In other words, we’ll get serious about climate change when the lights go out, literally or metaphorically. We need something to shock us all, because adaptation is best done in advance of whatever it is you are adapting to. Peak oil is that shock, and it can’t come too soon.

5 Comments leave one →
  1. July 31, 2010 1:11 pm

    Yes, a timely reminder.

    A small point, I was talking to a farmer the other day who is very concerned about peak oil, but he said that fertilisers are actually only a very small part of the costs of growing food, and so there is unlikely to be a major direct effect on food price via fertilisers. Where it will hit more is transport.

  2. July 31, 2010 1:16 pm

    PS While I do think that peak oil is going to hit well before the worst of climate change, it will not make climate change irrelevant.
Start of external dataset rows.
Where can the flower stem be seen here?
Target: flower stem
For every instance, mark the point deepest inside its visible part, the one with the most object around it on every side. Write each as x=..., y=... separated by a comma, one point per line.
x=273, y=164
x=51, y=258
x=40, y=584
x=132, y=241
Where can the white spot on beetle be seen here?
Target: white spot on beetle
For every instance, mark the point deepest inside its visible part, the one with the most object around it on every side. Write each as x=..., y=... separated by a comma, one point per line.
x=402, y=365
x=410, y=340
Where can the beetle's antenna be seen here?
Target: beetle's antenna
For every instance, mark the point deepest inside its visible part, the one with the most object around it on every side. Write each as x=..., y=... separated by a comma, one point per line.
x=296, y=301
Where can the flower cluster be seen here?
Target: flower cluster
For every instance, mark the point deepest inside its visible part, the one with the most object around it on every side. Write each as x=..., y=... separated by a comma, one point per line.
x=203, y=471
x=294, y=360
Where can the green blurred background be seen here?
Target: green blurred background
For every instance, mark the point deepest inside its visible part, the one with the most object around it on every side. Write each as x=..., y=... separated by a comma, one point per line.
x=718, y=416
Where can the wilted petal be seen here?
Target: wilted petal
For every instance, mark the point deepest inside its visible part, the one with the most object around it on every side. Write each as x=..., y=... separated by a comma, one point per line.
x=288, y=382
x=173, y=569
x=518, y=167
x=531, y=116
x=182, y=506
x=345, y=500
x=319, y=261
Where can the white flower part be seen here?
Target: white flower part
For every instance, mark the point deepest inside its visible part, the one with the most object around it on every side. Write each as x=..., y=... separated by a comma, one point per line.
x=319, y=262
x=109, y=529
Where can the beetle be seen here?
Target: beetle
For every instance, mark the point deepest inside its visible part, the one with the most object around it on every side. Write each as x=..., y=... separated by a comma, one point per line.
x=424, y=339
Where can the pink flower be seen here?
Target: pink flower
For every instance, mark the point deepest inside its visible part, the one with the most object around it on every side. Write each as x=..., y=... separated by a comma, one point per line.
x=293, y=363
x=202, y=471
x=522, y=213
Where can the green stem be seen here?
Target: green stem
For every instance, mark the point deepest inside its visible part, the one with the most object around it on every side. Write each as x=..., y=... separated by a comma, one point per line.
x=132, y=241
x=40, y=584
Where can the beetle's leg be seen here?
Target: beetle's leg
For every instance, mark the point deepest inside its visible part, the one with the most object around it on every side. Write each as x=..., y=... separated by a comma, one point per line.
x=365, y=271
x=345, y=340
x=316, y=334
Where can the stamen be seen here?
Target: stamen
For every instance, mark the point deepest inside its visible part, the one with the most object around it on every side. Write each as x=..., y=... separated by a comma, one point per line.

It may help to avoid some of the worst case scenarios by limiting economic growth severely, but we’ll still have enough momentum to burn a significant amount of coal (and the oil is almost certainly going to get used as much as possible, though perhaps there will be series of price spikes and market crashes, so I don’t think we’ll see a sustained price over US$200, though I could be very wrong on that).

    So while peak oil is more immediate, climate change is actually still a larger threat. Peak oil could see the end of hyper-industrialism and our current ways of life and severely limit population growth (or even see significant population losses over time), but climate change will be with us for millennia, making everything harder.

  3. Graham Wayne permalink*
    July 31, 2010 4:19 pm

    Hi Byron,

    You could be right about the fertiliser and peak oil prices, but the key thing is, as you say, that climate change is hardly made irrelevant, it’s simply in the queue waiting to up the ante, as it were. It seems to me that given the uncertainty surrounding so much that we currently take for granted, some rather more prudent actions and better commentary would be helpful, rather than harp on about how little Obama/Brown/Cameron/Clegg are doing, all the while knowing full well the electorate are having none of it.

  4. August 1, 2010 9:47 am

    What worries me is that as we slip down the Hubbert Curve in a post peak oil world we will accept dirtier ways of getting our hydrocarbon fix. Those signs are appearing now in the tar fields of Alberta, for instance.